One of his recent books is "Official Insignia of the Russian Empire." Mozheiko said, "It's amazing -- in pre-revolutionary Russia, every position, from master of ceremonies to street attendant, had a special insignia."
Crowning the crowded bookshelves of Mozheiko's office is evidence of one of his other passions -- military headgear. He has collected more than 100 antique helmets, including an 18th-century model worn by a tsar's palace herald and a French helmet used by a soldier in Napoleon's army.
Besides the Alisa children's series, Mozheiko has written dozens of detective stories and adult science fiction books. The author uses the pen name of Kir Bulychyov -- formed from Mozheiko's wife's name, Kira, and his mother's surname -- for works of fiction, while he signs his real name to the rest.
In 1994, the publisher Nadezhda-1 printed his detective novel "The Death One Floor Down." In 1991, he wrote an entertaining book based on his research into the history of pirates in the Indian Ocean. Publication of a 40-volume anthology of Mozheiko's works is under way at Moscow's Khronos publishing house. And Ariada publishers is putting out an official eight-volume edition of the Alisa books. "A Million Adventures," "The End of Atlantis" and "The Underground Boat," as well as two other installments in the collection are already out.
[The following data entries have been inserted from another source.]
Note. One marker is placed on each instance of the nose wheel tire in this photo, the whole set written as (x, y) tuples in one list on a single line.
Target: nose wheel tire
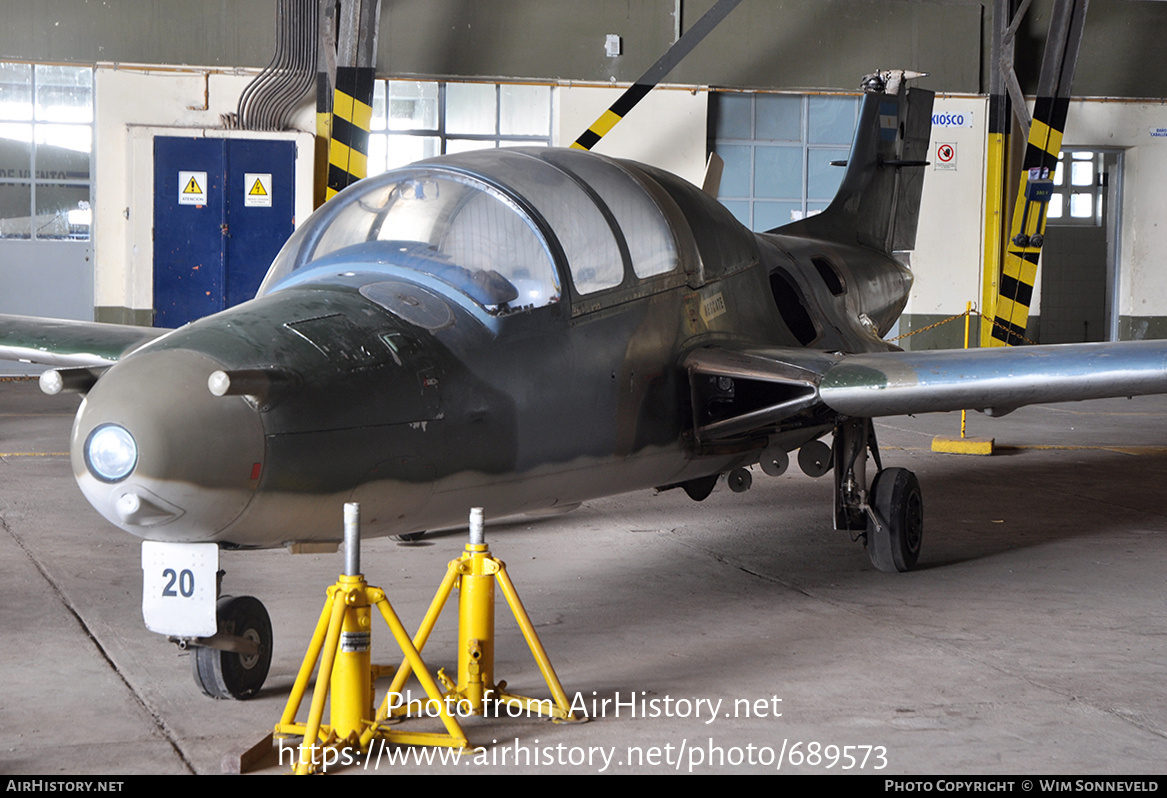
[(894, 544), (226, 674)]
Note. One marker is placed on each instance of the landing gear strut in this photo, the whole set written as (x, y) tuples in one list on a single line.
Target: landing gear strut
[(889, 515), (895, 524)]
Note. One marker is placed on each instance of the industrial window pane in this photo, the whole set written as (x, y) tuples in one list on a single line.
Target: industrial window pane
[(831, 119), (412, 105), (795, 138), (778, 118), (524, 110), (467, 145), (377, 119), (404, 149), (734, 117), (15, 210), (769, 215), (740, 210), (777, 172), (1082, 173), (15, 91), (735, 176), (63, 152), (1082, 205), (64, 93), (15, 151), (62, 211), (823, 179), (470, 107)]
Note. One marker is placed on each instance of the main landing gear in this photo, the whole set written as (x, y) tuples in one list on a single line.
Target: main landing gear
[(891, 516)]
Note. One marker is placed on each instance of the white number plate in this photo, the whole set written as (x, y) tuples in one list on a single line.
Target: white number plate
[(179, 588)]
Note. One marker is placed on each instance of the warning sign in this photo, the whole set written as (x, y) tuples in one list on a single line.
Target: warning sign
[(257, 189), (945, 156), (191, 188)]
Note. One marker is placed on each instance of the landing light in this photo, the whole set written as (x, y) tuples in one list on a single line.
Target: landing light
[(111, 453)]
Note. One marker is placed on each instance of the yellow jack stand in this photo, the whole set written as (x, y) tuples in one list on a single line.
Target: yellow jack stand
[(343, 635), (475, 574)]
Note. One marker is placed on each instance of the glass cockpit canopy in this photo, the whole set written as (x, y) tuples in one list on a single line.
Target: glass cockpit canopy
[(448, 225), (491, 224)]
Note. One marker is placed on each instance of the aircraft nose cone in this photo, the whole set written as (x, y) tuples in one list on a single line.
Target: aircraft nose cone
[(161, 456)]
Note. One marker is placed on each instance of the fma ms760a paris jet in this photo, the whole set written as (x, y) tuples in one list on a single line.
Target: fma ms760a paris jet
[(523, 330)]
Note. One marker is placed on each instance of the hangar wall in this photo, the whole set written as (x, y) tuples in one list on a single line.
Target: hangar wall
[(796, 44), (134, 105)]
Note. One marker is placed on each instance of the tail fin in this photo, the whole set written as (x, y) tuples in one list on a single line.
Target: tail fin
[(878, 202)]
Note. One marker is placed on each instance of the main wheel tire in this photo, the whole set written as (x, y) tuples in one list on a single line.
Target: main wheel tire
[(226, 674), (898, 501)]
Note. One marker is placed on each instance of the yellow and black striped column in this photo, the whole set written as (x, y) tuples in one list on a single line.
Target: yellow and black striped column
[(348, 149), (1019, 271), (664, 64)]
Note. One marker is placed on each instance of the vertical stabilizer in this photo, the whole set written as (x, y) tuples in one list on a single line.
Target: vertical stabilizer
[(878, 202)]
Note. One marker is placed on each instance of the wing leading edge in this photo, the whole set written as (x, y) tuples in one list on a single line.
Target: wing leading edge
[(58, 342), (781, 383)]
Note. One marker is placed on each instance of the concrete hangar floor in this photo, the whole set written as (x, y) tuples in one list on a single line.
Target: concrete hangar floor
[(1031, 639)]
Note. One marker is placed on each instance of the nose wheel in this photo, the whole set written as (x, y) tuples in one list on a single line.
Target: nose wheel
[(229, 673)]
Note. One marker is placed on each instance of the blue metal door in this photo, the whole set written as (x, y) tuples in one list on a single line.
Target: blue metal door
[(222, 210)]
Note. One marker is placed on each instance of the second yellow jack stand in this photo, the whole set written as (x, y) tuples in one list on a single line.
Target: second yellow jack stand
[(341, 643), (474, 574)]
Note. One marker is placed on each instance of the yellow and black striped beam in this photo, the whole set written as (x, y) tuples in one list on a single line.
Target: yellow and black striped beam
[(1022, 250), (648, 82), (348, 148)]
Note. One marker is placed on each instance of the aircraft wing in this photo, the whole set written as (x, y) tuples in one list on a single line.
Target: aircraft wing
[(57, 342), (773, 384)]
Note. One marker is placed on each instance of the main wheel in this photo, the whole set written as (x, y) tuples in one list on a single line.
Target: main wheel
[(894, 545), (226, 674)]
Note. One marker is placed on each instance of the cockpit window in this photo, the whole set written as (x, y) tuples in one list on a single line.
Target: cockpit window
[(461, 231), (652, 249)]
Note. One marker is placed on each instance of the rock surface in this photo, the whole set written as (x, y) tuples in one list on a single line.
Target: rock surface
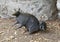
[(42, 9), (58, 7)]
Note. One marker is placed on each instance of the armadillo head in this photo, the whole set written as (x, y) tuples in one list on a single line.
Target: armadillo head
[(43, 26)]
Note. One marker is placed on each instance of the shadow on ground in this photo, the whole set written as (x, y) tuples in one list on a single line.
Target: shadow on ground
[(9, 34)]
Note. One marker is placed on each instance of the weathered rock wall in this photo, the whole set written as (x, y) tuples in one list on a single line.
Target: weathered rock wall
[(42, 9)]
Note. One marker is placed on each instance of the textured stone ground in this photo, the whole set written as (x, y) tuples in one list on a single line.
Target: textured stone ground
[(9, 34)]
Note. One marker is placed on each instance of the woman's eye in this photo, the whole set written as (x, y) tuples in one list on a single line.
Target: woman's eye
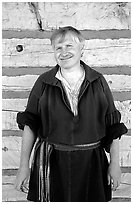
[(69, 45), (58, 48)]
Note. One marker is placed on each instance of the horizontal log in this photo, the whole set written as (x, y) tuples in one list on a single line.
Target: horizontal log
[(119, 96), (18, 133), (101, 15), (125, 110), (88, 34), (11, 147), (13, 172), (18, 71), (38, 52), (26, 82), (124, 190), (10, 194)]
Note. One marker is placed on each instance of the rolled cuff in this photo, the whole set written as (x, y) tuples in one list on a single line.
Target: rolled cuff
[(29, 119), (113, 132)]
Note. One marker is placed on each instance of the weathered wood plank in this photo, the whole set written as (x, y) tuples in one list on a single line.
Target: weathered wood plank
[(124, 190), (101, 15), (118, 95), (25, 83), (38, 52), (88, 34), (10, 194), (125, 110), (11, 147)]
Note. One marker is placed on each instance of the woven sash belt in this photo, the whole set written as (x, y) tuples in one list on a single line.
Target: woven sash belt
[(44, 168)]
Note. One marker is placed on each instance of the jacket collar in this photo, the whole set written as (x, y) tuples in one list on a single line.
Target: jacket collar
[(90, 74)]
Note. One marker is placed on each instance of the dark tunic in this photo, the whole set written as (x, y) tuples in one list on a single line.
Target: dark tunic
[(79, 175)]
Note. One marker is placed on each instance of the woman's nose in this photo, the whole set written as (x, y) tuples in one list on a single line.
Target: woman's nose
[(64, 51)]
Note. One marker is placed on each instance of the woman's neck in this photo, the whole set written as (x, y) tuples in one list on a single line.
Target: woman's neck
[(73, 73)]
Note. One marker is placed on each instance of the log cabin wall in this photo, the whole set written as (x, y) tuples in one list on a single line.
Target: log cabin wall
[(26, 53)]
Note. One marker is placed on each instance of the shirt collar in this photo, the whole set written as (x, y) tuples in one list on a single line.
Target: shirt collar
[(90, 74)]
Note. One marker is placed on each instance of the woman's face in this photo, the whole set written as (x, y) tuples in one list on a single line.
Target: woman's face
[(68, 52)]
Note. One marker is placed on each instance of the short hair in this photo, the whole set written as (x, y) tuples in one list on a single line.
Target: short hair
[(62, 31)]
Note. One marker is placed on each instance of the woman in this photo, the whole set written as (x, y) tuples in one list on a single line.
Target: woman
[(71, 116)]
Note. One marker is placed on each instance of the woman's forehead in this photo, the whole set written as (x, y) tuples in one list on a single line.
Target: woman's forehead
[(68, 37)]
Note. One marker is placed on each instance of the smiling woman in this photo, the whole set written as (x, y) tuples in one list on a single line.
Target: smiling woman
[(68, 47), (72, 116)]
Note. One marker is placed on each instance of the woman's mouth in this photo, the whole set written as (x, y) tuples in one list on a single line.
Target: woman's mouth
[(65, 58)]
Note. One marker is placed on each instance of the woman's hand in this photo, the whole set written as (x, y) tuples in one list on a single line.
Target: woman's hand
[(22, 179), (114, 175)]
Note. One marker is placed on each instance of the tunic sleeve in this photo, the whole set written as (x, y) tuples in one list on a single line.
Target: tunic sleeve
[(30, 116), (114, 128)]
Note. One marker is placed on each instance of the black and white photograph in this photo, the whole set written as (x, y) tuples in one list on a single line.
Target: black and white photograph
[(66, 101)]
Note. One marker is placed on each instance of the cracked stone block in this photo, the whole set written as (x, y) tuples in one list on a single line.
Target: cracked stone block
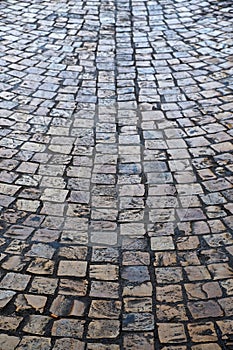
[(72, 268), (70, 328), (5, 297), (68, 344), (105, 309), (103, 329), (171, 333), (15, 281), (138, 341), (138, 322), (30, 301), (8, 342), (35, 343), (202, 332), (37, 324)]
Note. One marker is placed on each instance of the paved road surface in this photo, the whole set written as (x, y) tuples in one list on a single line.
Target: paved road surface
[(116, 175)]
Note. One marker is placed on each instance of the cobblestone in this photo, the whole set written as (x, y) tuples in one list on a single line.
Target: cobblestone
[(116, 175)]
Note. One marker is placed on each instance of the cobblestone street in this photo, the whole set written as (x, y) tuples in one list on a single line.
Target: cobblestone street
[(116, 175)]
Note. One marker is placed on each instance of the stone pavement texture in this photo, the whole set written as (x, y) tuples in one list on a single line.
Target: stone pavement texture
[(116, 175)]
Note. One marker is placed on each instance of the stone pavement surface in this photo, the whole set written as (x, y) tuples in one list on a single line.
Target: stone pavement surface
[(116, 175)]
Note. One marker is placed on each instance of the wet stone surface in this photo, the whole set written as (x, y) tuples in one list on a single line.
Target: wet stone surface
[(116, 175)]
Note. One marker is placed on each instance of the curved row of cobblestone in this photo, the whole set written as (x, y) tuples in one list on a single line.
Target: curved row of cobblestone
[(116, 175)]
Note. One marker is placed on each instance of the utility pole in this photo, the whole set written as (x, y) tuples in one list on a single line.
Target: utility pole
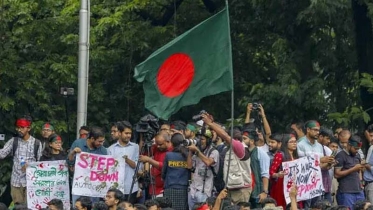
[(83, 65)]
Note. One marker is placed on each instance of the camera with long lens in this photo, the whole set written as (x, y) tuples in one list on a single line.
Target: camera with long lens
[(188, 142), (256, 106), (148, 126), (198, 117)]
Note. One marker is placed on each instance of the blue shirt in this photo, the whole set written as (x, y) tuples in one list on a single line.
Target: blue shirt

But unofficial printings also abound, Mozheiko said, pointing for example to two freshly published editions from Magadan. "I had absolutely no idea anyone was publishing my works there," said the author. But Mozheiko tends to view the problem philosophically: "I can theoretically go to court and make them stop printing, but this will only mean that my books won't get to the readers."
Among Mozheiko's film scripts include such well-known children's science fiction movies as "Cherez Ternii k Zvyozdam" (Through the Thorns to the Stars) and a five-part series "Gosti iz Budushchego" (Guests from the Future).
The 1993 "Osechka '67" (Blunder '67) is a sarcastic tale for adults that Mozheiko wrote in 1967 and then hid away. In this film, Leonid Brezhnev's Politburo decides to replay the 1917 storming of the Winter Palace. The Hermitage guides decide they would rather die than let "this drunken scum" take over the building, Mozheiko said. As a result, Brezhnev flees into hiding while the Communist Politburo goes underground.
"I have never been a dissident," Mozheiko said. "Scripts like this, I have always hidden as far as possible. Now I'm getting some of them back out."
But it is the Alisa adventures for which Mozheiko is best known. Russians who were in school in the mid-1980s can remember rushing to get their hands on the latest issue of the newspaper Pionerskaya Pravda, where the latest installment of Bulychyov's "Purple Ball" would be printed.
Mozheiko said the paper has a special place in his heart. "I am fond of it because this children's newspaper is often the only one that kids in the most faraway villages ever get."